1752-03-14, de Voltaire [François Marie Arouet] à — Le Baillif.

Mon cher camarade je ne peux trop vous redire à quel point je partage L'état douloureux de madame de Tirconnell et touttes vos peines.
Je suis encor affligé de ne vous être bon à rien. Dès que milady poura soufrir la vue de ceux qui luy sont véritablement dévouez et qui mêlent leurs pleurs à ses justes larmes je luy demande la permission de venir me mettre à ses pieds.

Mon cher Darget part demain. Il m'a dit qu'il portait à mr Paquier un exemplaire du siècle de Louis 14, de votre part. Je suis tombé de mon haut. Ce livre n'est point public, je n'en ay donné à personne qu'au roy. Je serais infiniment mortifié que L'édition de Berlin qui est pleine de fautes parût à Paris. Mon cher camarade, je ne puis concevoir comment vous avez eu cet ouvrage, instruisez m'en je vous en suplie, permettez moy d'écrire à mr Darget qu'il ne rende point ce mauvais livre à mr Pasquier. On en fait à Paris une édition moins indigne du sujet et des lecteurs, mr Paquier et mr Formont l'auront des premiers. Les seuls exemplaires de Berlin que j'avais envoyez à Paris étaient uniquement destinez à me valoir des remarques utiles que j'ay obtenues, et sur les quelles j'ay corrigé mes fautes.

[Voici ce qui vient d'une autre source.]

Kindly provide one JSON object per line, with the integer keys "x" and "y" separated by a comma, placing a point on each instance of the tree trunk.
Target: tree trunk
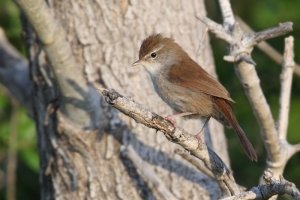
{"x": 92, "y": 162}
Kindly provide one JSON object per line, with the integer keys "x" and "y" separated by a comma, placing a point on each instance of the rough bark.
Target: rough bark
{"x": 78, "y": 163}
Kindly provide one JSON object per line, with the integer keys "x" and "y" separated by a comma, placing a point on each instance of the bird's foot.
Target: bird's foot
{"x": 199, "y": 137}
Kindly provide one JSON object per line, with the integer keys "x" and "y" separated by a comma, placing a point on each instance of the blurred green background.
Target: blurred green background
{"x": 258, "y": 14}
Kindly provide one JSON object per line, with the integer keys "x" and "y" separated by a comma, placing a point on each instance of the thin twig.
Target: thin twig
{"x": 286, "y": 87}
{"x": 176, "y": 135}
{"x": 266, "y": 48}
{"x": 272, "y": 187}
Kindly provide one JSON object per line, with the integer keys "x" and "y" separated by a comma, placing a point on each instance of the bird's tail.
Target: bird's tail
{"x": 226, "y": 110}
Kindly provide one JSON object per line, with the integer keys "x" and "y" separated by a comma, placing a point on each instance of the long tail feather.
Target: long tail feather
{"x": 225, "y": 108}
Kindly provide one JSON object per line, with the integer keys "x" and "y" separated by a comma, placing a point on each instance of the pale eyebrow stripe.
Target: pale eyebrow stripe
{"x": 155, "y": 50}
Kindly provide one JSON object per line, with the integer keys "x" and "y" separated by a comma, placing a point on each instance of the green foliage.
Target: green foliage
{"x": 259, "y": 15}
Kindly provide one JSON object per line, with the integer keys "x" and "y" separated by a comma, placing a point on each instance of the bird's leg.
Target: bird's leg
{"x": 170, "y": 117}
{"x": 199, "y": 134}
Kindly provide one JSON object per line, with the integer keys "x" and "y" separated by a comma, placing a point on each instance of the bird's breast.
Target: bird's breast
{"x": 182, "y": 99}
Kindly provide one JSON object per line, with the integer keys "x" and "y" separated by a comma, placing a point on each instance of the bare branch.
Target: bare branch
{"x": 146, "y": 171}
{"x": 217, "y": 29}
{"x": 272, "y": 187}
{"x": 286, "y": 86}
{"x": 176, "y": 135}
{"x": 266, "y": 48}
{"x": 273, "y": 32}
{"x": 240, "y": 54}
{"x": 228, "y": 17}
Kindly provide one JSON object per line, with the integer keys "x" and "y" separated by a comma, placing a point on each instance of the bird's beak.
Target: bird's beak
{"x": 136, "y": 63}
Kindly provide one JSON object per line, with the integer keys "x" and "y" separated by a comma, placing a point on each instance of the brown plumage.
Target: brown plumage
{"x": 186, "y": 87}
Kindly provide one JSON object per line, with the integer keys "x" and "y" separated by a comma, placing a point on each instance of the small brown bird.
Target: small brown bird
{"x": 186, "y": 87}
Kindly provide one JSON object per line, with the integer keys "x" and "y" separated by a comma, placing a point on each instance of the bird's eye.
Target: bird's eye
{"x": 153, "y": 55}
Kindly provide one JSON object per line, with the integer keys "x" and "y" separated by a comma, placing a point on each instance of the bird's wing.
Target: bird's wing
{"x": 190, "y": 75}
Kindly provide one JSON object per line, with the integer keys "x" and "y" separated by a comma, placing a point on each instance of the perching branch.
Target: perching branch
{"x": 176, "y": 135}
{"x": 271, "y": 188}
{"x": 286, "y": 86}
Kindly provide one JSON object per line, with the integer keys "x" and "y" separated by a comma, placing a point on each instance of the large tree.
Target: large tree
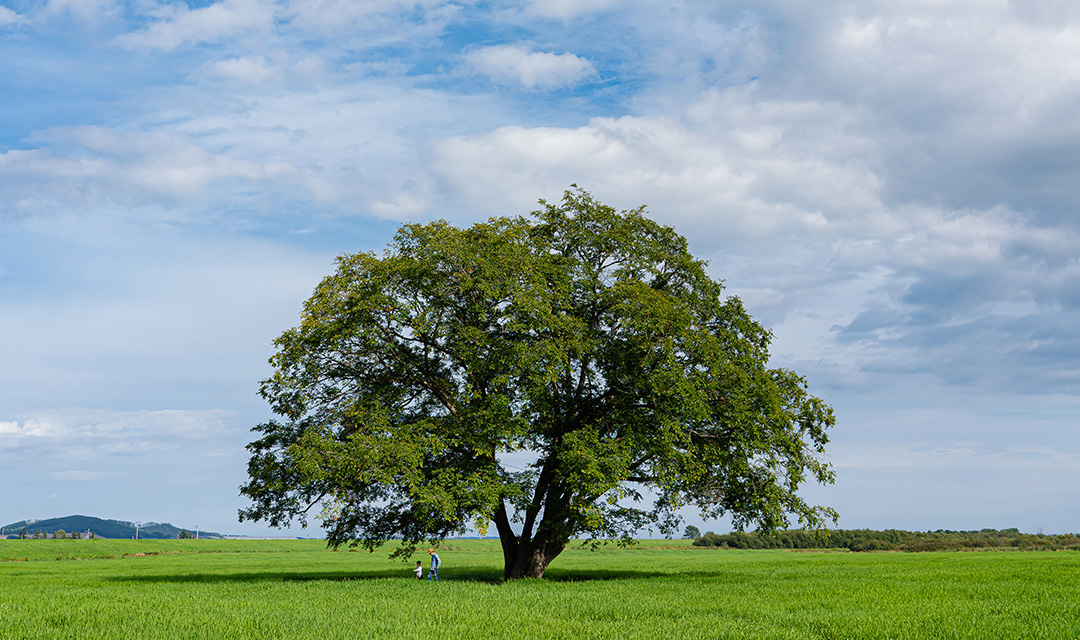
{"x": 571, "y": 373}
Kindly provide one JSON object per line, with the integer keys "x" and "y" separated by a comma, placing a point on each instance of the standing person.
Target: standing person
{"x": 435, "y": 563}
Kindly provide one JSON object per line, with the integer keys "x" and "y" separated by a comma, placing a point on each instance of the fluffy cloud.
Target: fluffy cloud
{"x": 518, "y": 65}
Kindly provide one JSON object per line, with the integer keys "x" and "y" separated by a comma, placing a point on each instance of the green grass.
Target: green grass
{"x": 297, "y": 589}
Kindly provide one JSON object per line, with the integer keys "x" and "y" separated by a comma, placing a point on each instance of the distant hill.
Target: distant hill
{"x": 116, "y": 529}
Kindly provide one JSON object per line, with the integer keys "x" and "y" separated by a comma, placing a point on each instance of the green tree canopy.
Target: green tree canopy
{"x": 582, "y": 339}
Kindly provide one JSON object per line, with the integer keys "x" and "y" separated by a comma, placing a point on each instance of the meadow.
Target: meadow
{"x": 298, "y": 589}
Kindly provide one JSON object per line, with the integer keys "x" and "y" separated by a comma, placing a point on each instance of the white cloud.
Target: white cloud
{"x": 247, "y": 70}
{"x": 90, "y": 433}
{"x": 517, "y": 64}
{"x": 181, "y": 26}
{"x": 566, "y": 9}
{"x": 95, "y": 164}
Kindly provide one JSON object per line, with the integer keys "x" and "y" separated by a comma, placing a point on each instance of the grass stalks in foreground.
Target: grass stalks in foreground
{"x": 296, "y": 589}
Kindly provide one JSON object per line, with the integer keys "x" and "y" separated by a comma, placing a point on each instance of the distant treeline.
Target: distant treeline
{"x": 91, "y": 527}
{"x": 891, "y": 540}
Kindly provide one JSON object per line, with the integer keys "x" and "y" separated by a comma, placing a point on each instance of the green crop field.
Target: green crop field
{"x": 296, "y": 589}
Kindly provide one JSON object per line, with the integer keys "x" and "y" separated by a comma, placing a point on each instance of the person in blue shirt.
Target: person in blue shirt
{"x": 435, "y": 562}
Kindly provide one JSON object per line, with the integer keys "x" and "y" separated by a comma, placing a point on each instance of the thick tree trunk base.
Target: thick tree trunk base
{"x": 530, "y": 559}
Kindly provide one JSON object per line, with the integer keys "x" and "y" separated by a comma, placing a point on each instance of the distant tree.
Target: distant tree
{"x": 586, "y": 338}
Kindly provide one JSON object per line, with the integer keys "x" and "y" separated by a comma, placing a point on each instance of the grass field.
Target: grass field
{"x": 298, "y": 589}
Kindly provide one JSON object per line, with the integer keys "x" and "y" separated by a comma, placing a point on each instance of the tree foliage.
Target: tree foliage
{"x": 575, "y": 372}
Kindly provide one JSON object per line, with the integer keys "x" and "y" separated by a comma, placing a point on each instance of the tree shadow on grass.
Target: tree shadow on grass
{"x": 459, "y": 574}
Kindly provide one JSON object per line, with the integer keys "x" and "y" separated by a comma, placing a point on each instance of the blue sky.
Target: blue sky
{"x": 892, "y": 187}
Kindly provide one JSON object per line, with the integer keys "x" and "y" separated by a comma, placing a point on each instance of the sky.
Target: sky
{"x": 892, "y": 187}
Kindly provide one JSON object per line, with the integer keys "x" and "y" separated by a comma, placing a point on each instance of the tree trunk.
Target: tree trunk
{"x": 530, "y": 559}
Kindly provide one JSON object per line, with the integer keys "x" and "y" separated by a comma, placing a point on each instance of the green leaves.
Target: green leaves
{"x": 588, "y": 337}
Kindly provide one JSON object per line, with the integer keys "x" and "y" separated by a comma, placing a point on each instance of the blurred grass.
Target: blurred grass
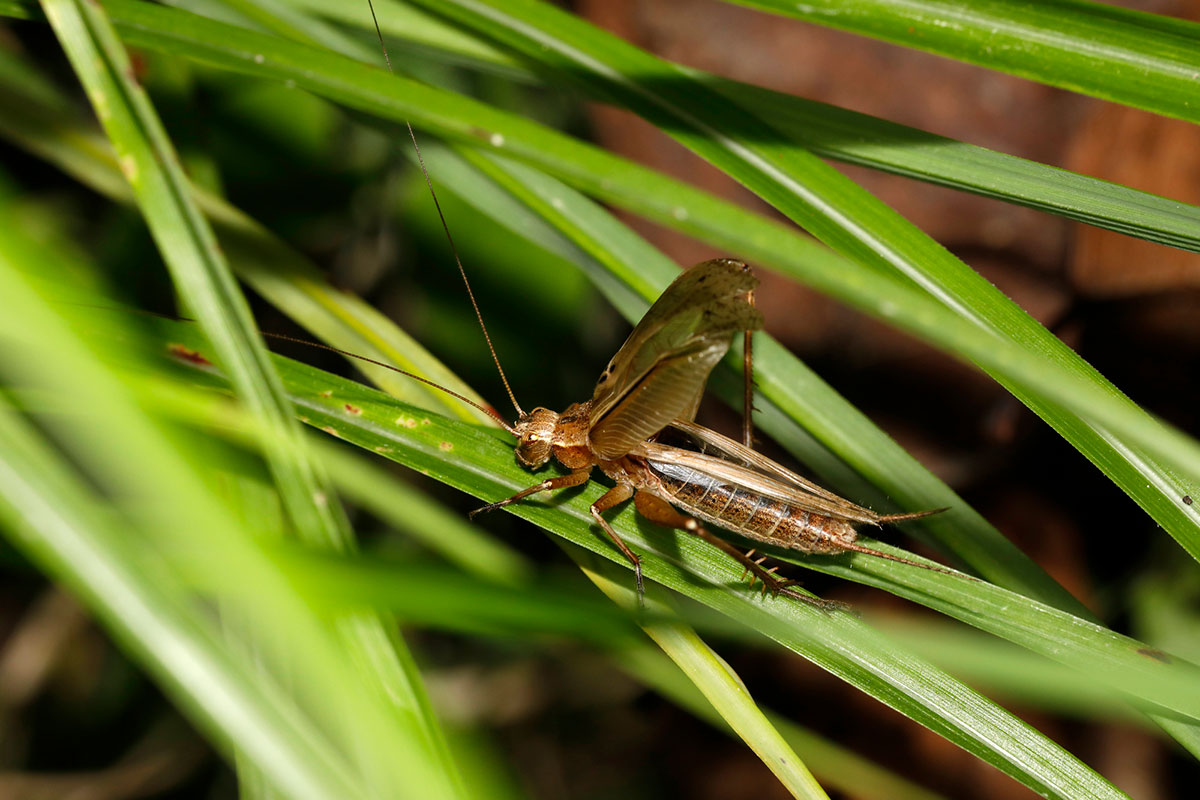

Permettez moy de vous prier encor de savoir des nouvelles du gros paquet que j'envoyay par votre courier à M. le maréchal de Richelieu, il y a environ deux mois. Il ne l'a point reçu. Pardon de mes importunitez dans un temps où vous êtes accablé des plus tristes soins. Je sens mon indiscrétion avec une nouvelle douleur. Croyez que je suis encor plus occupé de la perte de mylord Tirconnell que des inquiétudes que je peux avoir pour les deux choses que je recommande à votre amité et à vos bontez.

V.

Mille compliments je vous en prie à mr Macmaon.